Harris’ death leaves his family, friends and the skydiving community in shock. About 1,500 people packed American Martyrs Church in Manhattan Beach last month for his funeral, many of them from his other life as a successful nightclub deejay.

“When Rob would deejay a club it would be magical,” said Brad X, Harris’ former roommate and partner in the Artist Groove Network, a promotions company. “He just had a knack for taking people to new heights when he spun.”

Harris and Jennings met at a skydiving site in Taft, Calif., and soon decided to pair up as a sky-surfing team. The sport entails two people jumping from a plane; one has a small custom board strapped to his feet and does aerial tricks while the other films the spins and flips with a helmet-mounted camera.

In addition to becoming world sky-surfing champions two years in a row, they also took home first place honors in last year’s ESPN Extreme Games competition.

It was during the filming of a Pepsi Max (known here as Mountain Dew) commercial in British Columbia that the accident occurred. Jennings recalled that it was a fairly routine stunt that they had practiced about 10 times.

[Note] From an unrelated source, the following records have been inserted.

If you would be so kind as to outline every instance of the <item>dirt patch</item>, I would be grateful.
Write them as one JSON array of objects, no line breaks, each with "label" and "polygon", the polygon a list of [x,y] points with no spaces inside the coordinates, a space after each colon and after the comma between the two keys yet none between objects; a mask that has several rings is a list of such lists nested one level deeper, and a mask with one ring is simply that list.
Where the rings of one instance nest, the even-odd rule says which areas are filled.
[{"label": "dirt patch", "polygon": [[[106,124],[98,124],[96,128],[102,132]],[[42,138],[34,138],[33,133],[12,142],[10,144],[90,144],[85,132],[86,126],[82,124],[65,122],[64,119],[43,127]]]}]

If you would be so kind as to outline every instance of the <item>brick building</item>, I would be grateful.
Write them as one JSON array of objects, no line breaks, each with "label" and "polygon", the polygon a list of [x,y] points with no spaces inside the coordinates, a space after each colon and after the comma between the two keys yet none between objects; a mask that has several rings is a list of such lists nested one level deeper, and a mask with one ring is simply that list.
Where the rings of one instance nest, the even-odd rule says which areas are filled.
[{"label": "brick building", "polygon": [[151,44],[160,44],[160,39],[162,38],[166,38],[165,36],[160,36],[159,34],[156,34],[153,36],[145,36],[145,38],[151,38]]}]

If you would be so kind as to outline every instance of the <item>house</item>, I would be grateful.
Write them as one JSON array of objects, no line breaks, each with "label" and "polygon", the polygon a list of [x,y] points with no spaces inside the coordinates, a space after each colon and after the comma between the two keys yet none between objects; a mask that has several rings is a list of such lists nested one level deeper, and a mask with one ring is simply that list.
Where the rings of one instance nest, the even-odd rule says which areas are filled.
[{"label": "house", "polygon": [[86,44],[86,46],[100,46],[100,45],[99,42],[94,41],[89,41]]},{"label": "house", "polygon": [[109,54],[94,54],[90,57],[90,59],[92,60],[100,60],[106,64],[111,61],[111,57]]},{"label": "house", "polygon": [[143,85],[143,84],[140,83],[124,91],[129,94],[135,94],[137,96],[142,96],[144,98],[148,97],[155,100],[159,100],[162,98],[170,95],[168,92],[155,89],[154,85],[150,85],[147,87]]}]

Neither had apprehensions, even though Harris was wearing a tuxedo (for a James Bond send-up ) instead of his usual skydiving gear. “But Rob does [things like that] on a regular basis,” he said.

Jennings explained that Harris had three parachutes; after opening the first chute, or canopy, to do his stunt, he was to cut it away, leaving a main and a reserve. He believes Harris grabbed the wrong handle and released his main parachute instead of the canopy. But he had been trained to deal with that situation and knew to cut the canopy and main chutes and then land with the reserve.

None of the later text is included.